Non. Je l’avais chanté une fois à Massy, en 2009 ; par la suite, on me l’avait proposé à deux reprises, mais j’avais d’autres projets et l’occasion ne s’était jamais représentée. Cela dit, je n’étais pas pressé ; j’estime qu’alors, je ne possédais pas tous les atouts nécessaires à ce rôle. J’ai dû énormément le retravailler pour cette production marseillaise et cela a été, si je puis dire, comme une seconde première fois. Je vais le reprendre à Nice en mai, ce qui fait qu’en quelques mois, je l’aurai interprété neuf fois ! Ce sont les hasards de notre métier. En revanche, on me demande régulièrement le Méphisto de La Damnation de Faust.

À Marseille et à Nice, la production est la même…

Effectivement ; Nadine Duffaut, qui met en scène, l’a présentée pour la première fois à Avignon, en 2017. Je sais que l’action a été transposée dans les années 1960, mais je ne suis pas inquiet, j’ai déjà travaillé avec Nadine. Nous verrons quand les séances de travail auront commencé (1). J’aime beaucoup la période qui précède les répétitions, lorsque je suis seul chez moi face à ma partition. J’essaie de trouver dans la musique tout ce qui m’aide à cerner mon personnage.
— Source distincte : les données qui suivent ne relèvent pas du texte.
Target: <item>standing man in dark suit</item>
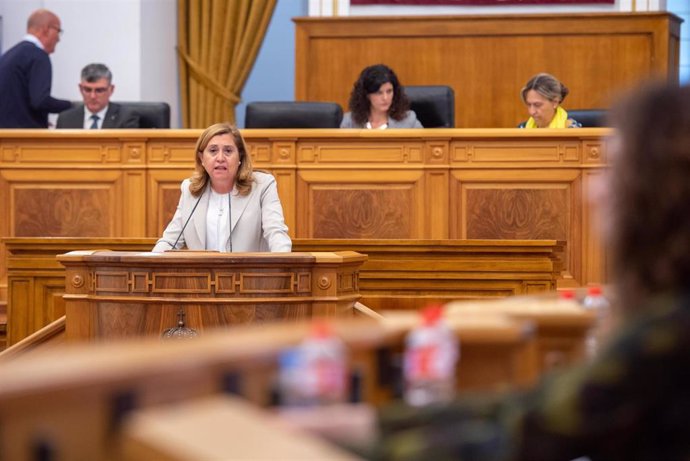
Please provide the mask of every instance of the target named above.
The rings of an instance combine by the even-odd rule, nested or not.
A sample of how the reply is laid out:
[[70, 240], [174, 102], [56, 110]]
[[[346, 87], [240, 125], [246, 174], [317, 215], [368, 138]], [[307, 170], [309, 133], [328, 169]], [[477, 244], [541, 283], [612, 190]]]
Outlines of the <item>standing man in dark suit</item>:
[[53, 67], [48, 57], [60, 41], [60, 18], [31, 13], [24, 39], [0, 56], [0, 128], [48, 128], [48, 114], [72, 104], [50, 96]]
[[113, 74], [105, 64], [88, 64], [81, 71], [79, 91], [84, 104], [58, 116], [58, 128], [139, 128], [139, 116], [110, 102]]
Votre Méphisto, comment le voyez-vous ?

J’ai à mon actif plusieurs personnages diaboliques ; du coup, il m’arrive parfois de voir un diable en moi ! Mon souci, c’est que Méphisto ne soit pas monotone, uniquement axé sur la performance vocale. Gounod et ses librettistes, Barbier et Carré, ne l’ont pas conçu comme s’il était d’une seule pièce, il change souvent d’humeur. J’aime surtout son côté manipulateur. J’ai aussi envie d’essayer de l’humaniser. Ce n’est pas un héros d’opérette, il faut le rendre vraiment diabolique, ce qui n’est pas aussi simple qu’on pourrait le croire ; cela dit, je suis conscient que ce que je ferai ne plaira pas à tout le monde, d’autant que la tradition et les conventions pèsent ici de tout leur poids. J’ai l’œuvre dans l’oreille, je l’ai vue à la scène, j’ai écouté des enregistrements. Mais cela ne me suffit pas, j’ai besoin de trouver dans la partition le plus de nuances possibles pour aboutir à une vision qui me soit propre.
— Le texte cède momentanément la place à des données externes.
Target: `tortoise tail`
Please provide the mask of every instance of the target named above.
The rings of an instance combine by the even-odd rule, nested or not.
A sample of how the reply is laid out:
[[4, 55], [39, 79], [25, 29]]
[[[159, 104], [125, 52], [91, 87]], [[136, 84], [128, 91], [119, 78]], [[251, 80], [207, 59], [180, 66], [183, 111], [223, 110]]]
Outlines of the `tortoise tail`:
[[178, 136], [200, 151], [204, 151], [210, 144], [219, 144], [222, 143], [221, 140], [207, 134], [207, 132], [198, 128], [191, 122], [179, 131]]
Est-ce ce rapport à la partition qui nourrit votre démarche théâtrale ?

Il est essentiel ! Prenez Filippo II dans Don Carlo. En lisant la musique, on se rend compte que Verdi a multiplié les nuances piano, pianissimo et quelquefois triple piano, pour des passages que l’on entend souvent chantés forte. S’il l’a fait, ce n’est pas pour rien ! Tenir compte des indications de la partition complique la tâche du chanteur, mais comment faire autrement ? Ma volonté est de me montrer le plus scrupuleux possible. Il y a toujours moyen de s’adapter pour ce qui concerne le travail scénique ; musicalement, en revanche, il faut viser la plus grande honnêteté, tout en tenant compte de ses émotions.
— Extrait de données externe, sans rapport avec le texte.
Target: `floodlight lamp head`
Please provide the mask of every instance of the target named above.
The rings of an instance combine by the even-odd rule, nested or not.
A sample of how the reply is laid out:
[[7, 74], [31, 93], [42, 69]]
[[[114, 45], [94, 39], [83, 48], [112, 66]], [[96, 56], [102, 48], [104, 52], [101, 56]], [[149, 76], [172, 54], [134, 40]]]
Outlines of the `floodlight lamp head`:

Un tel souci peut-il contredire les intentions d’un metteur en scène ?

Je n’ai jamais eu le moindre conflit à ce jour. Je réussis à m’adapter et à trouver un juste milieu. Bien sûr, il m’arrive de m’interroger sur des conceptions très éloignées des miennes, mais si je peux parler avec le metteur en scène, m’exprimer librement, je sais qu’on trouvera des solutions.